BILLETS D’HUMEUR : Ecologie, Non aux religions

En ce mercredi 17 juillet quoi de neuf en ce monde ??? Les autorités du Brésil ont qualifié l’attitude des dirigeants de l’Eglise comme criminelle après avoir abattu plus de 300 arbres centenaires dans un parc national de manière à ce que les pèlerins puissent célébrer la messe lors de la visite du Pape à Rio de Janeiro, prévue à la fin du mois.

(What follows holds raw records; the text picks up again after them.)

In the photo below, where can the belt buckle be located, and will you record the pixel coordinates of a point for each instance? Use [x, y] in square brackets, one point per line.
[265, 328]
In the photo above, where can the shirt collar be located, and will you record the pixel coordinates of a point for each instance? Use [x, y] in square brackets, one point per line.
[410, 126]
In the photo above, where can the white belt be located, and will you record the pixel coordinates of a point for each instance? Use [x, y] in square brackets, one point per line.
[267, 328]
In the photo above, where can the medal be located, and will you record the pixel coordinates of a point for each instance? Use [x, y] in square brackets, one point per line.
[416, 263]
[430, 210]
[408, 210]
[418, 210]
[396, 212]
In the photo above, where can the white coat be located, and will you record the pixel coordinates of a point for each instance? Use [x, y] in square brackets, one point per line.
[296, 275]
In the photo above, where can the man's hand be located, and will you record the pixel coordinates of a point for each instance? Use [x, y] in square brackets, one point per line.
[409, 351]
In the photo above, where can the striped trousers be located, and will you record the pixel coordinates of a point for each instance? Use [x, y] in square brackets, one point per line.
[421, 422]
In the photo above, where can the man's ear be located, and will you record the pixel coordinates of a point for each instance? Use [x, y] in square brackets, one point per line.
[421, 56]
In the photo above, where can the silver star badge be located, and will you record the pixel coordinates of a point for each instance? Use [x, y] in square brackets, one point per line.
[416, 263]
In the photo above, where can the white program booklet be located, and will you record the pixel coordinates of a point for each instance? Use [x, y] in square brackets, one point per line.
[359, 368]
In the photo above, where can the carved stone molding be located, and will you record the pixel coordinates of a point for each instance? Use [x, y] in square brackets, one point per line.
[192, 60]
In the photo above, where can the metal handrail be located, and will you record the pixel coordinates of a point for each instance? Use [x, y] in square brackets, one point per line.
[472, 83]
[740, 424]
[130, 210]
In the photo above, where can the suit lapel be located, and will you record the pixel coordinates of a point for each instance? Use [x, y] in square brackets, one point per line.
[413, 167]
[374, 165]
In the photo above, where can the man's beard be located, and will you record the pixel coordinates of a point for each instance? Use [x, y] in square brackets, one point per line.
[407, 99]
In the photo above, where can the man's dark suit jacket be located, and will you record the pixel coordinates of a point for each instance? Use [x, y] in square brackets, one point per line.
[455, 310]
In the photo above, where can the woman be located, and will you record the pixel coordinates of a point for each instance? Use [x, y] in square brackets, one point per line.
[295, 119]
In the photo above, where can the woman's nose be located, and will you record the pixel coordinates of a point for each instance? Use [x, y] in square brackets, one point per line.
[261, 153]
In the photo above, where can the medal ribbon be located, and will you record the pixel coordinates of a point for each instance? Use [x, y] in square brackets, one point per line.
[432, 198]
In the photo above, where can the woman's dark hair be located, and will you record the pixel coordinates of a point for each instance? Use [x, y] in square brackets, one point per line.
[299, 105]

Les organisateurs de l’événement, qui aura lieu dans le diocèse de Sao Sebastiao de Itaipu, dans la ville de Niteroi, ont affirmé qu’il avait été nécessaire de raser une partie de la forêt tropicale afin de pouvoir accueillir environ 800 pèlerins. Au total, ce sont 334 arbres centenaires, situés à l’orée du parc national Serra da Tiririca et sur des terres appartenant à l’Eglise, qui ont été abattus.

Pour l’adjoint au maire de Niteroi, Axel Grael, l’Eglise n’avait pas reçu la permission de déboiser ces terres. « C’est une attitude lamentable. Un événement qui vise les jeunes doit être éducatif et montrer un engagement pour l’environnement et l’avenir ».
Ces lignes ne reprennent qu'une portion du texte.